La définition des populations clés peut varier selon les contextes, en fonction des données épidémiologiques et géographiques, et de l’environnement social, législatif et politique. Les personnes vivant avec le VIH, les gays et les hommes ayant des relations sexuelles avec les hommes, les travailleuses du sexe, les personnes transgenres, les usagers de drogues injectables et les détenus sont considérées comme les principales populations clés dans le cadre de la réponse globale vis-à-vis du VIH. Néanmoins, nous considérons que les communautés autochtones, les personnes racisées, les femmes et les jeunes filles, les jeunes, les personnes migrantes et les réfugiés en sont d’autres dans bien des contextes et doivent à ce titre être prises en compte et inclus dans ces populations clés.
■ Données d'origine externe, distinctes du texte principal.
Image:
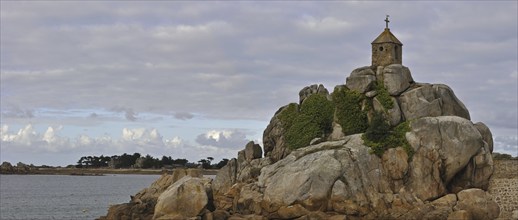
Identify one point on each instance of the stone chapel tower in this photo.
(386, 48)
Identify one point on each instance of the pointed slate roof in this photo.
(386, 37)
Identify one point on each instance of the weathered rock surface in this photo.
(393, 115)
(142, 205)
(478, 203)
(253, 151)
(274, 138)
(396, 78)
(361, 79)
(427, 100)
(338, 177)
(186, 198)
(444, 145)
(310, 90)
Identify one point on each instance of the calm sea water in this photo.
(66, 197)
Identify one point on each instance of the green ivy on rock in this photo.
(348, 111)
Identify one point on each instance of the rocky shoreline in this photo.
(427, 161)
(22, 169)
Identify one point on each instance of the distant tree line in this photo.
(136, 160)
(503, 156)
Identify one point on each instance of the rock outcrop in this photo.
(20, 168)
(439, 168)
(142, 205)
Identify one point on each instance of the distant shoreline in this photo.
(98, 171)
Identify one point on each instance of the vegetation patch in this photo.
(380, 136)
(383, 96)
(348, 111)
(314, 119)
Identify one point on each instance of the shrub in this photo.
(380, 137)
(348, 111)
(383, 96)
(313, 120)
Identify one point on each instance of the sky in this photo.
(197, 79)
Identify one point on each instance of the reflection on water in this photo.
(66, 197)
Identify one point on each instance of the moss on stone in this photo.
(348, 111)
(314, 119)
(380, 137)
(383, 96)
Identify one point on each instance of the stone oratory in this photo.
(386, 48)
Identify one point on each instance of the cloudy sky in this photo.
(199, 79)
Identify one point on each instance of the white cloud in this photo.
(235, 61)
(232, 139)
(326, 24)
(506, 144)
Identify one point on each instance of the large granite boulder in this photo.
(253, 151)
(142, 205)
(186, 198)
(396, 78)
(427, 100)
(444, 145)
(393, 115)
(312, 89)
(361, 79)
(338, 176)
(274, 143)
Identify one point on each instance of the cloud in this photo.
(506, 144)
(222, 61)
(28, 140)
(223, 138)
(15, 112)
(183, 115)
(129, 114)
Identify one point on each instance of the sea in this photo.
(66, 197)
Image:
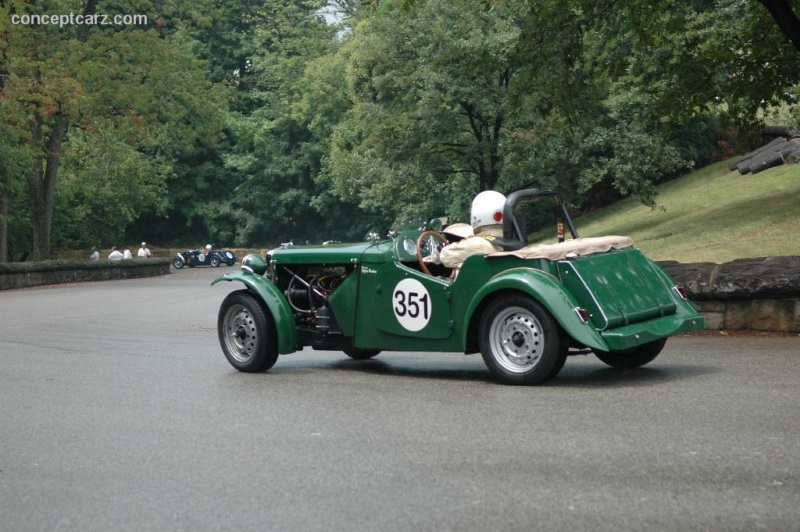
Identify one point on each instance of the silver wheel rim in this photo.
(240, 333)
(516, 340)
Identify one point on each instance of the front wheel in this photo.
(632, 358)
(247, 333)
(520, 342)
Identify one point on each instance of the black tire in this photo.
(361, 354)
(247, 333)
(520, 342)
(632, 358)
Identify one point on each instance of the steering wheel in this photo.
(428, 239)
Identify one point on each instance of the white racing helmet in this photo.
(487, 209)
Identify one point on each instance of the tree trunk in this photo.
(43, 190)
(45, 168)
(4, 229)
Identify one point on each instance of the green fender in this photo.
(276, 304)
(548, 291)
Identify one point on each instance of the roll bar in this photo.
(512, 229)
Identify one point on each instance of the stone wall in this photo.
(24, 274)
(760, 294)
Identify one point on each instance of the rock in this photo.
(758, 278)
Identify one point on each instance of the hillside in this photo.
(711, 215)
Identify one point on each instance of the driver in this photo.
(486, 217)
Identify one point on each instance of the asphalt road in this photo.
(119, 412)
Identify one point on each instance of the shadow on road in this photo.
(572, 375)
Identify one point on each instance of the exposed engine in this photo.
(307, 291)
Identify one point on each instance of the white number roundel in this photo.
(411, 303)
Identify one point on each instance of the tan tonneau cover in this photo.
(579, 246)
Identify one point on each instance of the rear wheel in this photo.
(247, 333)
(520, 342)
(361, 354)
(632, 358)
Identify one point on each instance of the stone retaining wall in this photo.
(759, 294)
(24, 274)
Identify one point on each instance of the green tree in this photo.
(131, 81)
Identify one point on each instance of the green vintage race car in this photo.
(525, 309)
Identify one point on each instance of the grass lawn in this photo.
(712, 215)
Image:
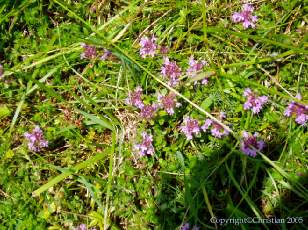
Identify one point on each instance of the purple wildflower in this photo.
(195, 66)
(36, 139)
(148, 46)
(89, 51)
(163, 50)
(148, 111)
(216, 129)
(299, 111)
(1, 70)
(171, 70)
(81, 227)
(168, 102)
(185, 226)
(254, 102)
(204, 81)
(146, 146)
(250, 144)
(134, 98)
(245, 16)
(106, 54)
(190, 127)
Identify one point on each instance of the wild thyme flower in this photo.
(1, 70)
(36, 140)
(146, 146)
(148, 46)
(297, 110)
(254, 102)
(148, 111)
(186, 226)
(245, 16)
(190, 127)
(171, 71)
(89, 51)
(163, 50)
(134, 98)
(250, 144)
(195, 66)
(216, 129)
(168, 102)
(83, 227)
(106, 54)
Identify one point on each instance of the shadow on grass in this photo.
(233, 192)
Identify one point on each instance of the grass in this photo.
(90, 174)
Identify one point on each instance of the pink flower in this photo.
(36, 139)
(89, 51)
(194, 68)
(190, 127)
(164, 50)
(299, 111)
(1, 70)
(148, 111)
(168, 102)
(216, 129)
(146, 146)
(254, 102)
(171, 71)
(148, 46)
(245, 16)
(134, 98)
(107, 53)
(250, 144)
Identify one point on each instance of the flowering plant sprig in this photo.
(250, 144)
(245, 16)
(36, 140)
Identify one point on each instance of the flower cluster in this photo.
(134, 98)
(186, 226)
(89, 51)
(148, 46)
(297, 110)
(250, 144)
(83, 227)
(148, 111)
(216, 129)
(245, 16)
(146, 146)
(254, 102)
(1, 70)
(171, 70)
(36, 139)
(168, 102)
(190, 127)
(195, 67)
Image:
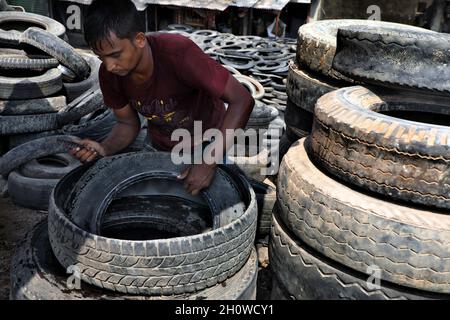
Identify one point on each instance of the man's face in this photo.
(120, 56)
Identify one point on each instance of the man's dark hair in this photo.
(105, 16)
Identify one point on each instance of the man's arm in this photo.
(240, 106)
(122, 135)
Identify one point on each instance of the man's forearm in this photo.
(121, 136)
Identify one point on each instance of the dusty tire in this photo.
(300, 273)
(409, 245)
(58, 49)
(24, 20)
(37, 275)
(40, 86)
(405, 160)
(266, 195)
(32, 106)
(394, 57)
(160, 267)
(74, 90)
(317, 42)
(305, 88)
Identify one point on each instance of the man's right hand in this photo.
(88, 150)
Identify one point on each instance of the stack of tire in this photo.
(363, 202)
(47, 88)
(209, 254)
(312, 75)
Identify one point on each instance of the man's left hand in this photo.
(198, 177)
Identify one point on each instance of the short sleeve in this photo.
(110, 87)
(202, 72)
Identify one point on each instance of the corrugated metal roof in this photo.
(271, 4)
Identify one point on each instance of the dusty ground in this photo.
(15, 222)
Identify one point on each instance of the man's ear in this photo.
(140, 40)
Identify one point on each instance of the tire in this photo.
(304, 88)
(74, 90)
(394, 57)
(31, 185)
(21, 88)
(265, 196)
(26, 63)
(33, 106)
(172, 266)
(317, 43)
(403, 159)
(37, 275)
(58, 49)
(300, 273)
(299, 119)
(359, 231)
(11, 38)
(35, 149)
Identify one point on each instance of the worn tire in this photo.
(317, 42)
(20, 88)
(37, 275)
(75, 89)
(405, 160)
(266, 195)
(156, 267)
(304, 88)
(58, 49)
(410, 246)
(300, 273)
(394, 57)
(32, 106)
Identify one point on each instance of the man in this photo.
(166, 78)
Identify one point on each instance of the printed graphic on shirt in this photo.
(166, 115)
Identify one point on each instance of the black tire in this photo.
(172, 266)
(31, 20)
(405, 160)
(299, 119)
(35, 149)
(32, 106)
(300, 273)
(58, 49)
(37, 275)
(53, 166)
(394, 57)
(30, 192)
(305, 88)
(317, 43)
(20, 88)
(409, 245)
(266, 195)
(74, 90)
(26, 63)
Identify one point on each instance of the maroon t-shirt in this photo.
(186, 86)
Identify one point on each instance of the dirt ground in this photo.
(15, 222)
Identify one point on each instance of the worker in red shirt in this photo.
(165, 77)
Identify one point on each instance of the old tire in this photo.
(317, 42)
(300, 273)
(405, 160)
(155, 267)
(37, 275)
(394, 57)
(409, 245)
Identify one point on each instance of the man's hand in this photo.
(197, 177)
(89, 151)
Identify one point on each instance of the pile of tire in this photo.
(312, 75)
(141, 235)
(47, 88)
(363, 202)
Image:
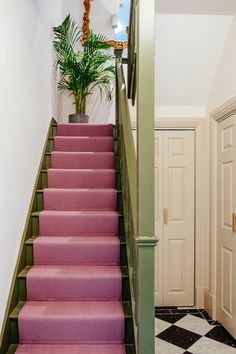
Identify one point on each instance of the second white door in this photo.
(174, 210)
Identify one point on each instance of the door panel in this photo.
(175, 252)
(226, 238)
(159, 218)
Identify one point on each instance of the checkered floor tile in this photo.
(190, 331)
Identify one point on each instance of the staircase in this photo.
(75, 298)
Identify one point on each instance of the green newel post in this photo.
(146, 240)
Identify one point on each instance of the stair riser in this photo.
(105, 255)
(69, 225)
(58, 231)
(71, 331)
(77, 289)
(82, 161)
(14, 330)
(80, 200)
(125, 292)
(83, 144)
(39, 204)
(83, 130)
(72, 349)
(83, 179)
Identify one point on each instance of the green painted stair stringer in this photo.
(13, 299)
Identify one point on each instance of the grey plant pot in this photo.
(78, 118)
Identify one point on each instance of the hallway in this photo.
(190, 331)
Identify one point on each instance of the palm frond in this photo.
(82, 70)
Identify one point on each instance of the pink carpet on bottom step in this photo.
(74, 288)
(85, 178)
(77, 250)
(71, 349)
(72, 322)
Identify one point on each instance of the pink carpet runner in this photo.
(74, 288)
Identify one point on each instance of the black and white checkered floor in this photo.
(190, 331)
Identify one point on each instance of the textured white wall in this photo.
(224, 84)
(188, 53)
(28, 99)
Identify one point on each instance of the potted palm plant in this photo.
(82, 68)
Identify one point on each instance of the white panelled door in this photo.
(174, 168)
(226, 236)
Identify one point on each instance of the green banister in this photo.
(138, 174)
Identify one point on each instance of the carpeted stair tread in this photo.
(71, 322)
(71, 349)
(69, 283)
(76, 223)
(81, 178)
(84, 160)
(76, 129)
(80, 199)
(84, 143)
(77, 250)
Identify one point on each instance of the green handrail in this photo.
(137, 170)
(128, 165)
(132, 40)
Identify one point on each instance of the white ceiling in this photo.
(188, 52)
(208, 7)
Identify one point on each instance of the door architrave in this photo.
(223, 112)
(202, 187)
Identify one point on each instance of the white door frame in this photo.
(202, 239)
(223, 112)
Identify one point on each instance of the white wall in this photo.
(188, 52)
(224, 87)
(28, 100)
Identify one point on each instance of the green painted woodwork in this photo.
(137, 175)
(146, 240)
(9, 333)
(12, 349)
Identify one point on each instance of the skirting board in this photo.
(209, 304)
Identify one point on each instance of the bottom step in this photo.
(71, 349)
(64, 349)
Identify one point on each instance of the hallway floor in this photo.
(190, 331)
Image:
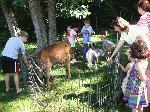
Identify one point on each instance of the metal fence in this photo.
(96, 96)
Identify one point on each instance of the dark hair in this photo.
(144, 5)
(139, 50)
(122, 28)
(23, 34)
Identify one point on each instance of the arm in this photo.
(119, 45)
(25, 60)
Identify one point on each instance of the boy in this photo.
(10, 65)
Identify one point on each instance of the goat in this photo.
(56, 53)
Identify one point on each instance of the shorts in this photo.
(10, 65)
(72, 44)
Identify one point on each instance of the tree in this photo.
(38, 22)
(52, 20)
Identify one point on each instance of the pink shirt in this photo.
(72, 35)
(145, 21)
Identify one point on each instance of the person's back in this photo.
(10, 63)
(13, 47)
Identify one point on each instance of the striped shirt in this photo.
(144, 21)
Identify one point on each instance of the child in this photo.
(86, 32)
(144, 21)
(68, 34)
(126, 69)
(91, 55)
(144, 11)
(10, 65)
(71, 37)
(136, 91)
(107, 44)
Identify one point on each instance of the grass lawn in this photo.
(78, 94)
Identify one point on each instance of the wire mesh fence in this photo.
(89, 90)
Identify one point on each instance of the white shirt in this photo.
(13, 47)
(134, 32)
(73, 34)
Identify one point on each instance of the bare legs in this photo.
(16, 80)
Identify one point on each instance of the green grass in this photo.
(65, 95)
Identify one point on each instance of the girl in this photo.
(136, 91)
(126, 69)
(144, 10)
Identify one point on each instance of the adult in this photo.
(10, 64)
(129, 34)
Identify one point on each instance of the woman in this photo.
(129, 33)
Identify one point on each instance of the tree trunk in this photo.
(52, 20)
(11, 20)
(38, 22)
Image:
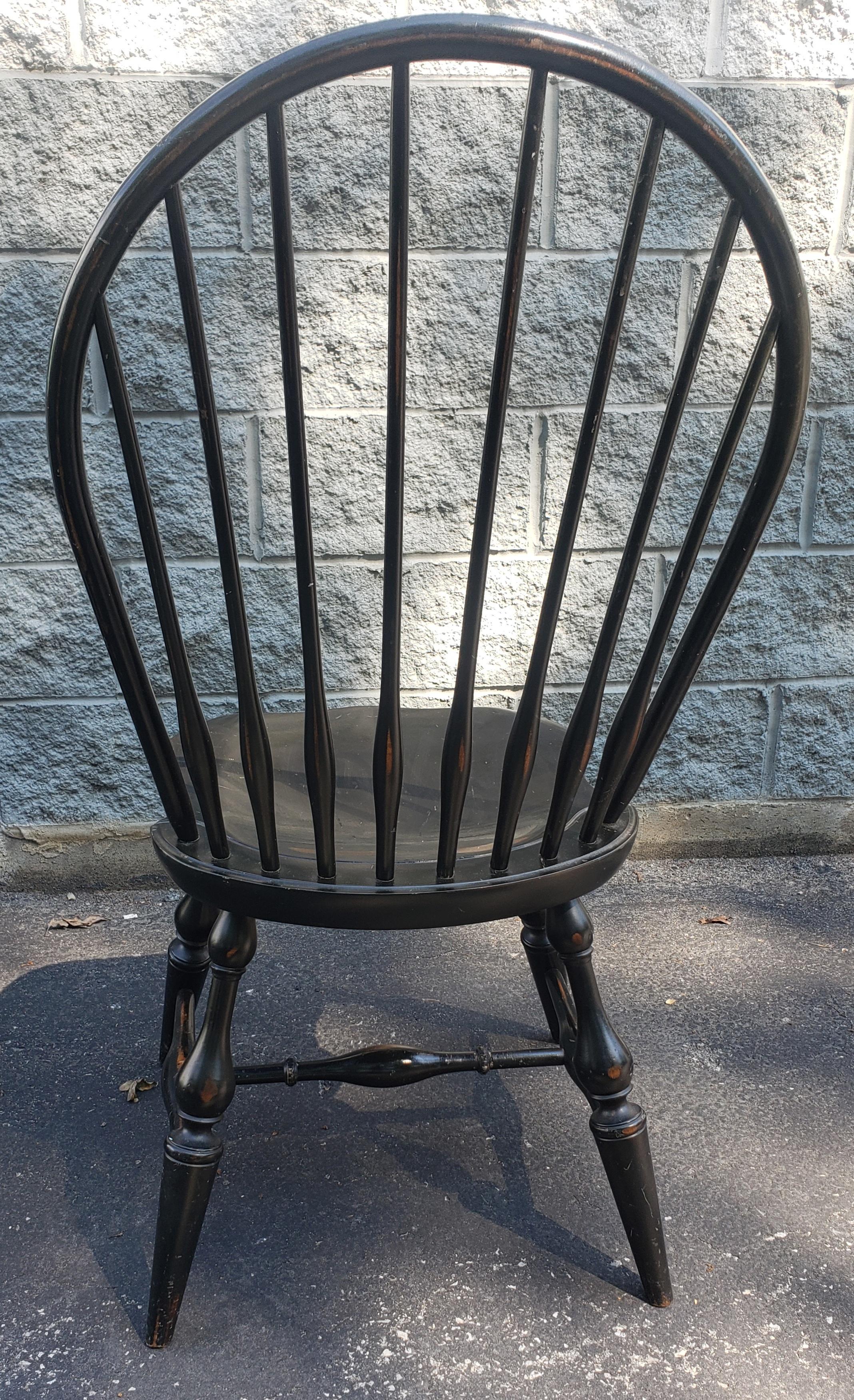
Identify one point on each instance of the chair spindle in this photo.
(626, 727)
(521, 745)
(581, 728)
(457, 752)
(388, 752)
(192, 726)
(255, 745)
(318, 748)
(706, 618)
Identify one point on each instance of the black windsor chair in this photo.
(283, 817)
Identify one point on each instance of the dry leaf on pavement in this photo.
(135, 1087)
(78, 923)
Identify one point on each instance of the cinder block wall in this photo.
(89, 87)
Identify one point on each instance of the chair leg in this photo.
(202, 1093)
(541, 959)
(603, 1067)
(187, 961)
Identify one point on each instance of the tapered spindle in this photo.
(318, 750)
(192, 726)
(457, 752)
(758, 505)
(521, 745)
(581, 730)
(255, 745)
(628, 723)
(388, 751)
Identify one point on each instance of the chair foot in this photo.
(187, 961)
(625, 1151)
(191, 1157)
(603, 1069)
(202, 1091)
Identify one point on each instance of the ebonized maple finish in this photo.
(380, 817)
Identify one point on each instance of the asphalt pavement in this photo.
(455, 1238)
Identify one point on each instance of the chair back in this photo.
(647, 708)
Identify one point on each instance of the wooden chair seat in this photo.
(416, 899)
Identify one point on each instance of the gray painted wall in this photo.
(87, 89)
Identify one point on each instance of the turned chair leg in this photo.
(187, 962)
(202, 1091)
(542, 961)
(603, 1069)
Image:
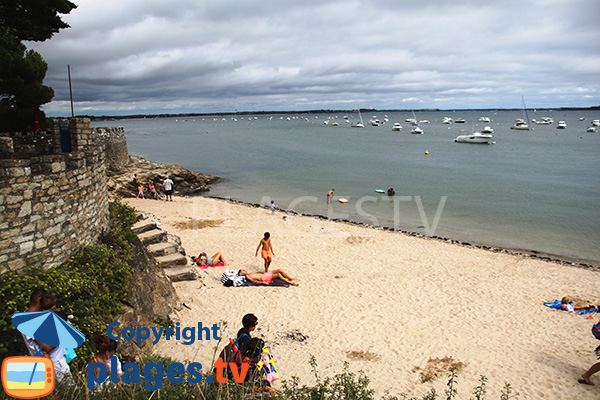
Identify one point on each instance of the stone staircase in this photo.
(166, 249)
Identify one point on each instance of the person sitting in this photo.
(249, 322)
(252, 356)
(215, 261)
(106, 349)
(267, 277)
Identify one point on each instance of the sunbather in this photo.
(215, 261)
(267, 277)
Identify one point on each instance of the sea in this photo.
(536, 190)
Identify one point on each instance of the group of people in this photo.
(266, 251)
(167, 185)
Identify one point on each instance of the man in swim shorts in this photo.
(267, 250)
(267, 277)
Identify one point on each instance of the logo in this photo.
(27, 377)
(34, 376)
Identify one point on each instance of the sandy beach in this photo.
(389, 304)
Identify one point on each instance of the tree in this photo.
(22, 72)
(35, 20)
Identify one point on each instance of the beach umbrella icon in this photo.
(48, 328)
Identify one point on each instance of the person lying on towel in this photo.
(267, 277)
(215, 261)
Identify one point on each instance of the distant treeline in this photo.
(366, 110)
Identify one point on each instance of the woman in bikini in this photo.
(204, 261)
(267, 250)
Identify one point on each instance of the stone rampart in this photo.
(115, 146)
(52, 203)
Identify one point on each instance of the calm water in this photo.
(531, 190)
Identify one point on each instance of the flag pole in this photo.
(70, 91)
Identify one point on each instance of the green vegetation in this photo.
(90, 285)
(22, 72)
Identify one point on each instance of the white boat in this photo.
(521, 125)
(416, 130)
(359, 124)
(476, 138)
(544, 121)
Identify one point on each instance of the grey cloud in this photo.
(209, 56)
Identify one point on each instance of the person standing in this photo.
(585, 378)
(168, 185)
(267, 251)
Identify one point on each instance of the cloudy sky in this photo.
(180, 56)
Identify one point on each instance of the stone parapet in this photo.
(52, 203)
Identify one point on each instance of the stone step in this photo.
(172, 260)
(153, 236)
(162, 249)
(182, 274)
(144, 225)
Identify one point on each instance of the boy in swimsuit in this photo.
(267, 278)
(267, 250)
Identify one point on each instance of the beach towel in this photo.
(276, 282)
(557, 306)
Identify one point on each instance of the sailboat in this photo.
(520, 124)
(359, 124)
(416, 130)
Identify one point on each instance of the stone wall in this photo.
(52, 203)
(115, 146)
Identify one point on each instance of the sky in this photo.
(210, 56)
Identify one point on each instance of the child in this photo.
(267, 251)
(140, 192)
(152, 190)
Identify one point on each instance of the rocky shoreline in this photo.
(190, 183)
(185, 182)
(516, 252)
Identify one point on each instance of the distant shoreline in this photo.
(322, 111)
(539, 255)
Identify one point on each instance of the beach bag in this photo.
(70, 355)
(267, 370)
(596, 330)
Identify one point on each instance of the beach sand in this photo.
(395, 306)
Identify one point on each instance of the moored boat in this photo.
(476, 138)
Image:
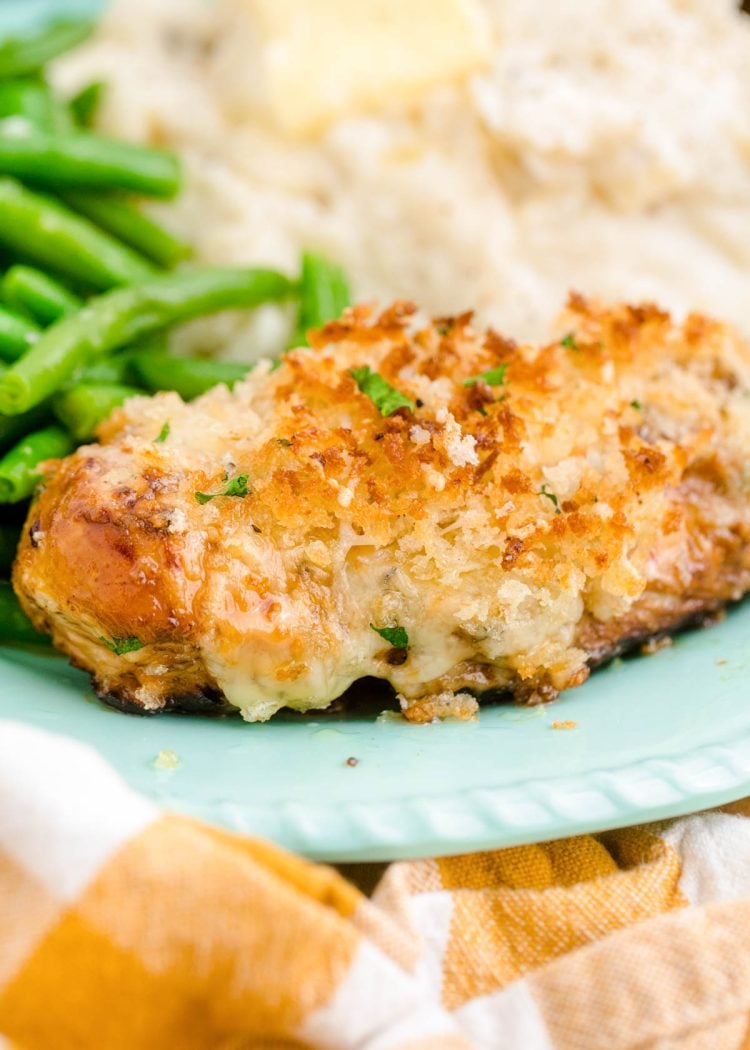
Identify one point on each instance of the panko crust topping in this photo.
(538, 509)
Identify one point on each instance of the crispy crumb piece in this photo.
(166, 759)
(653, 645)
(437, 706)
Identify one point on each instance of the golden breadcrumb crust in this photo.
(520, 531)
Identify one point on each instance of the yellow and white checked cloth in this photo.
(122, 926)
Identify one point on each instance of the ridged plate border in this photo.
(653, 737)
(532, 811)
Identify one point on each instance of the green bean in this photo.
(125, 222)
(82, 407)
(84, 160)
(84, 105)
(39, 294)
(30, 100)
(116, 369)
(125, 315)
(16, 628)
(189, 376)
(20, 466)
(13, 427)
(324, 295)
(20, 56)
(43, 230)
(17, 335)
(9, 536)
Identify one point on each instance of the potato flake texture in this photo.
(520, 533)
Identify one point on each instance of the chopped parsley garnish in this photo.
(551, 497)
(122, 646)
(237, 486)
(395, 636)
(495, 377)
(383, 396)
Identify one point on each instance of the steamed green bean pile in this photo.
(90, 285)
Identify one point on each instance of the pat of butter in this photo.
(326, 59)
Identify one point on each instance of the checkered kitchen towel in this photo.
(125, 926)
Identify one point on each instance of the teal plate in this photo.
(653, 737)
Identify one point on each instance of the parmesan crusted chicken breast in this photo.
(515, 517)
Au travers de cette déclaration, nous nous ressaisissons des principes de Denver (« Rien pour nous sans nous ») et des principes GIPA (Greater Involvement of People living with aids). Nous tenons à ce qu’ils soient remis à l’honneur, à l’aune de l’évolution de l’épidémie et des progrès scientifiques récents, afin d’apporter des réponses efficaces face au VIH/sida et aux problèmes de santé mentale et physique qui y sont liés. Cela devra se traduire par l’implication des populations clés, vivant avec ou exposées au VIH, dans les processus de décision et de financement, relatifs à la recherche, aux traitements et aux soins, à la définition des politiques publiques et à leur mise en œuvre.

Nous sommes des acteurs incontournables dans la compréhension des moteurs de l’épidémie dans chacune des populations concernées et de ses évolutions, pour atteindre les populations les plus affectées et proposer des réponses adaptées.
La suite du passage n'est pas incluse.